The following steps outline the remote fetching process in more detail:
  1. 1.
    Check for Redirect Limit: The function first checks if the redirection limit has been exceeded. If the number of redirections has reached a certain threshold, it will return an error, indicating that the process has encountered too many redirects.
  2. 2.
    Cache Check: If the specified resource is already present in the cache, the function returns that cached version of the resource. This helps in saving time and resources by avoiding unnecessary redundant downloads.
  3. 3.
    HTTP Request: The function initiates an HTTP request to fetch the desired file from a remote server.
  4. 4.
    Redirection Handling: If the server responds with a redirection instruction, indicating that the requested resource has moved to a different location, the function doesn't stop there. Instead, it calls itself again, passing the redirected URL as the new parameter. This recursive behavior ensures that the function can follow multiple redirections until the final resource is reached.
  5. 5.
    Non-Redirection Response: If no redirection occurs, the function returns the fetched file as the output.

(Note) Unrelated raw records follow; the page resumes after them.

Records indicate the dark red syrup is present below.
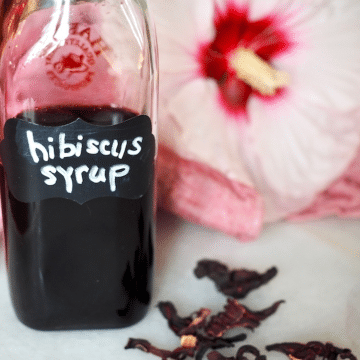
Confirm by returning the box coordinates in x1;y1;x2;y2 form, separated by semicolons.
2;107;154;330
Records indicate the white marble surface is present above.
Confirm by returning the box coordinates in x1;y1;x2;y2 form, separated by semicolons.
0;214;360;360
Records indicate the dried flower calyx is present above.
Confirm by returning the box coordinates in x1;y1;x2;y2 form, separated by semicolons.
206;299;284;337
207;345;266;360
266;341;356;360
194;260;277;299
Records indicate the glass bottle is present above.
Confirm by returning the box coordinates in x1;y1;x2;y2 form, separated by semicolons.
0;0;158;330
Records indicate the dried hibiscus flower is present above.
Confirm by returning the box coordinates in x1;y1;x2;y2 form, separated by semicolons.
206;299;284;337
125;338;194;360
207;345;266;360
194;260;277;299
266;341;356;360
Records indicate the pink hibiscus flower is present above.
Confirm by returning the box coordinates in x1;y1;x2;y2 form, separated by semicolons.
153;0;360;225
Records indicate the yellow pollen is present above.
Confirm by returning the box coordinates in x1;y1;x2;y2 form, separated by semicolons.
229;48;290;96
181;335;197;349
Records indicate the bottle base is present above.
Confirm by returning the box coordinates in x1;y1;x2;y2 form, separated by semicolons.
15;300;149;331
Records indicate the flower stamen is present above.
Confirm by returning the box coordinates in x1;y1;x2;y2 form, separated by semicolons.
229;48;290;96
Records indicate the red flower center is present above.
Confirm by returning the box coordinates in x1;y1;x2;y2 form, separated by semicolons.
198;1;291;116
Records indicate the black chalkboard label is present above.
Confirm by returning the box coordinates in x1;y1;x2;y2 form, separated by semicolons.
0;115;155;204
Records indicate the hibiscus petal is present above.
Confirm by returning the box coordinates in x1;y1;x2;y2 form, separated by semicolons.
242;94;360;221
160;78;252;185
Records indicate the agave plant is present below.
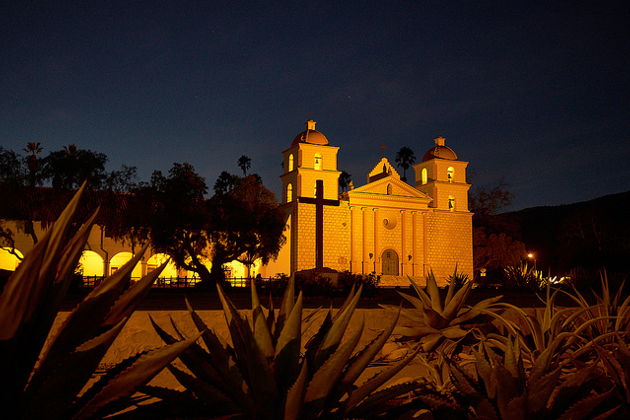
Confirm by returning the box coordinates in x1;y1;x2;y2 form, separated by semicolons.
564;272;630;343
486;282;630;365
382;272;502;353
416;339;621;420
0;186;198;419
146;280;418;419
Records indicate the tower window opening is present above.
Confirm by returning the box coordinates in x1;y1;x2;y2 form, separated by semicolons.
313;153;322;171
448;195;455;211
287;184;293;203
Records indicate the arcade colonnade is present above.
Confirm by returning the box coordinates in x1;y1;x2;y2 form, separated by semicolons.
0;221;260;282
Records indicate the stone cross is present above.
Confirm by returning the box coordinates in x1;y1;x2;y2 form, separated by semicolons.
298;179;339;268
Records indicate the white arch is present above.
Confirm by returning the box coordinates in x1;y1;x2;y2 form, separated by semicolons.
0;246;24;271
147;252;177;279
109;251;142;280
79;249;105;277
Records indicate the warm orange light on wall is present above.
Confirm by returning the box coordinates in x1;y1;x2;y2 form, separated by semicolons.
0;247;24;271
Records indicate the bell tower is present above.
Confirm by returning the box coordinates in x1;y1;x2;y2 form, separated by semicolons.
280;120;341;273
413;136;470;212
280;120;341;203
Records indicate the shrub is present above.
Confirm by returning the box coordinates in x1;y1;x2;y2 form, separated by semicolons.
0;187;194;419
154;281;418;419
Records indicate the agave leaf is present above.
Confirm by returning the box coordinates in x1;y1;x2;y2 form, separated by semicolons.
441;325;470;340
442;281;472;320
103;260;169;325
444;278;457;310
426;271;444;315
24;318;128;418
347;381;423;418
473;348;498;400
304;319;365;406
312;285;363;369
73;337;199;419
304;309;333;373
274;292;303;389
558;388;614;420
0;183;85;340
420;333;444;352
167;364;236;412
46;247;152;366
276;275;295;334
452;296;503;325
423;308;448;329
527;370;560;413
216;283;277;412
339;308;400;390
396;291;430;311
502;395;529;420
185;299;229;369
284;360;308;420
344;347;420;413
410;276;431;309
445;359;481;398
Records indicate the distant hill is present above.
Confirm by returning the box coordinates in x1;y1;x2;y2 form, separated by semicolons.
494;191;630;274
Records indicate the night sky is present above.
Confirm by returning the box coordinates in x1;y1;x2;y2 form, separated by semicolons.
0;0;630;209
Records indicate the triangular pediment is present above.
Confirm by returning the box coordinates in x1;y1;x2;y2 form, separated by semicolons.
368;157;400;183
348;174;431;200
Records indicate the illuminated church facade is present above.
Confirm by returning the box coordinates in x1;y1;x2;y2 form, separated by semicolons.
0;121;473;285
264;121;473;285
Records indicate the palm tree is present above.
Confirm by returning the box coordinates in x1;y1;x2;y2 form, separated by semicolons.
23;141;44;187
237;155;252;176
396;146;416;182
339;171;352;192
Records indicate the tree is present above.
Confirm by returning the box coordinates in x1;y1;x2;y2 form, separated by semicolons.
396;146;416;181
146;163;285;284
339;171;352;192
209;174;286;278
42;144;107;190
237;155;252;176
469;180;526;270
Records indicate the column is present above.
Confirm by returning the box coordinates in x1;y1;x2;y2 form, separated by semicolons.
361;207;370;274
372;208;383;273
400;210;408;276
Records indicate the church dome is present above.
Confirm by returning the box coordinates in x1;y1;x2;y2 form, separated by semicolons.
292;120;328;146
422;136;457;162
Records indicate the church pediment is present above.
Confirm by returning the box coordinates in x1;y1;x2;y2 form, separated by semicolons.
348;174;431;200
368;157;400;183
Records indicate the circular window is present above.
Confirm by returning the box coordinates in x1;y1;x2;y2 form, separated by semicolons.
383;218;396;229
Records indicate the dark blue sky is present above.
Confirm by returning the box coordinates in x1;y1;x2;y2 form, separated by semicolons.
0;0;630;209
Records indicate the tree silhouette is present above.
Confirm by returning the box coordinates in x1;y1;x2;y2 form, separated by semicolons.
396;146;416;181
237;155;252;176
339;171;352;192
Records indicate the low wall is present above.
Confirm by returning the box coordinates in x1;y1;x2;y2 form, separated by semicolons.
53;308;422;389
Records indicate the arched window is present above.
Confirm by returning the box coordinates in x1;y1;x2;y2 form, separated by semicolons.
313;153;322;171
287;184;293;203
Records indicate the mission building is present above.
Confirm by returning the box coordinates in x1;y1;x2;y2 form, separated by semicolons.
263;120;473;285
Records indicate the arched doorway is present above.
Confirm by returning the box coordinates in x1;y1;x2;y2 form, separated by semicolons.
381;249;398;276
79;250;105;277
109;251;142;280
0;246;24;271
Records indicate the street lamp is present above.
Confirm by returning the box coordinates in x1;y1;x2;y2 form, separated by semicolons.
527;252;536;271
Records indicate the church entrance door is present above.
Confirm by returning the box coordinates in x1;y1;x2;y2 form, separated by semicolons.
381;249;398;276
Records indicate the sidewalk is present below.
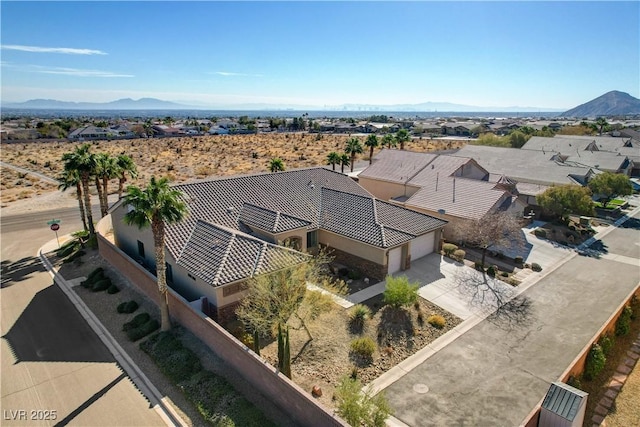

This recursive process of remote fetching is managed by the fetch_remote function, which is designed to handle up to ten consecutive redirections. This means that if a series of redirections leads to a final resource, Deno's fetching mechanism can navigate through it effectively.
As the remote fetching process takes place, Deno provides feedback to the developer by displaying a familiar message on the console, commonly referred to as the "Download" message. This message signifies that a remote resource is being downloaded and integrated into the local environment. It serves as an indication that the remote fetching process is active and that the necessary content is being retrieved for further usage.